I decided this after listening to hellacious accounts of user misbehavior in the alt.folklore.computers Usenet newsgroup of the Internet.
The poor devils who roost, laborers in the technology fields, have been put through the mill every which way by user stupidity, laziness, and moral turpitude.
"People refuse to read the docs," said one fellow. "Anyone who trusts the data of his business to a system he is unwilling to learn is a fool, and I have no pity for him," said another. A third suggested that "technology isn't supposed to be everyone -- just people with IQs in the double digits or higher."
Do not be misled, people -- that was an insult.
Was this just the overreaction of stressed out knowledge workers? I think not. These are people who knock themselves out creating, selling, and servicing the most wonderful products the world has ever known -- and their reward is having to do business with the likes of us.

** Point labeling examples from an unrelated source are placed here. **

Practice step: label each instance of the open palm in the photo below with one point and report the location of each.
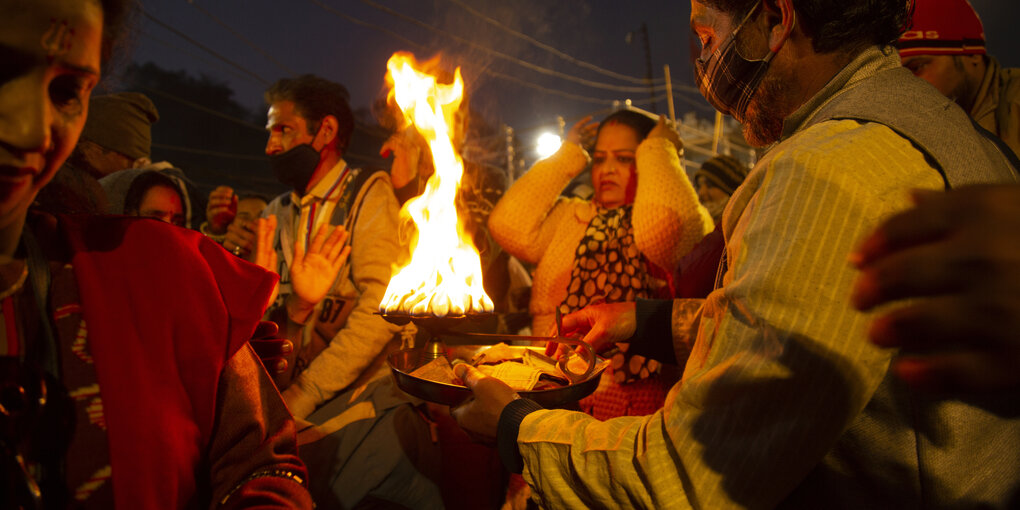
(314, 270)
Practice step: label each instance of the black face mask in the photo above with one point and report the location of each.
(296, 166)
(727, 80)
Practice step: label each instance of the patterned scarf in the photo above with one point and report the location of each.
(609, 268)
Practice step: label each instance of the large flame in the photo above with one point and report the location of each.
(444, 274)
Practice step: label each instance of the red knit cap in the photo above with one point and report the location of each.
(942, 28)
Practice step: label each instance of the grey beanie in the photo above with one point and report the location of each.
(121, 122)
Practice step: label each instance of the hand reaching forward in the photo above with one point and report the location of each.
(957, 256)
(221, 209)
(314, 270)
(265, 254)
(479, 416)
(603, 325)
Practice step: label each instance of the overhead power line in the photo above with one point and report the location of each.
(510, 58)
(366, 23)
(203, 47)
(551, 49)
(244, 39)
(199, 56)
(204, 152)
(204, 109)
(500, 75)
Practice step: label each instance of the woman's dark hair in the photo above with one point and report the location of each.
(641, 123)
(314, 98)
(142, 184)
(838, 26)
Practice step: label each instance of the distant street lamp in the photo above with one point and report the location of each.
(547, 145)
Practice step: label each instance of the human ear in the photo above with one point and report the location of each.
(327, 131)
(781, 18)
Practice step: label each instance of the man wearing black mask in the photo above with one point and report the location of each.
(326, 305)
(783, 402)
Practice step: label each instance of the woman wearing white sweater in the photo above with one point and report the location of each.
(621, 246)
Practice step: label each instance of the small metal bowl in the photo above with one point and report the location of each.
(403, 362)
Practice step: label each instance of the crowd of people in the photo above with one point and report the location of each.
(831, 326)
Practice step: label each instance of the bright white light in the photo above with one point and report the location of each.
(548, 145)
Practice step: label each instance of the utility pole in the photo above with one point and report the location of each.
(648, 62)
(648, 65)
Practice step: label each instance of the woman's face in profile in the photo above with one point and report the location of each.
(49, 63)
(614, 170)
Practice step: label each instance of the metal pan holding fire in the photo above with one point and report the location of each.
(407, 360)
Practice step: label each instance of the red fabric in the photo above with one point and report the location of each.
(165, 308)
(697, 270)
(942, 28)
(641, 398)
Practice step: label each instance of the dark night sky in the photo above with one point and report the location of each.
(312, 36)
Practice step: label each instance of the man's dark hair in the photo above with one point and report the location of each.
(838, 26)
(314, 98)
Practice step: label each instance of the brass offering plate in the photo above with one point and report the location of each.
(403, 362)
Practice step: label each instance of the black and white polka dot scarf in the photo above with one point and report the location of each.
(609, 268)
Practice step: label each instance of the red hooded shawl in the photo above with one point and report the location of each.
(165, 309)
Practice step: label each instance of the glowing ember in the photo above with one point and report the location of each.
(444, 274)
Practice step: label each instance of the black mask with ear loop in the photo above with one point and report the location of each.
(727, 80)
(296, 166)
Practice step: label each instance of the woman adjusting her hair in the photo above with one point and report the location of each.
(620, 246)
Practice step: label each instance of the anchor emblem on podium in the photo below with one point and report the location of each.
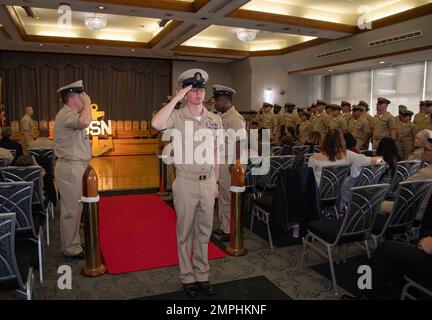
(99, 127)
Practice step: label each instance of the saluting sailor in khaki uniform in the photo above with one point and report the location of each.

Here's how it works. A company has an idea, a good one. It designs the product and sets it loose in the marketplace. Their plan all along called for a Power User type customer, for whom new technologies present no mental obstacles; or the lesser ideal, the Plugger who only with intense effort wrestles new technologies to the ground.
But these ideal customers account for only a small fraction of the PC-using public. The rest of us are all over the place:
Some of us are People Persons. We think in terms of feelings and organic relationships. Systematic thinking of the sort you need to learn Lotus 1-2-3 isn't in our natures. But we buy it anyway, because ads stress the product is user-friendly.
Those of us with Artistic Dispositions never quite get with the program. They are self-directed, and can't be bothered with the universe the software wants to superimpose over their own. They use computers and software in a limited fashion, but have zero enthusiasm for them.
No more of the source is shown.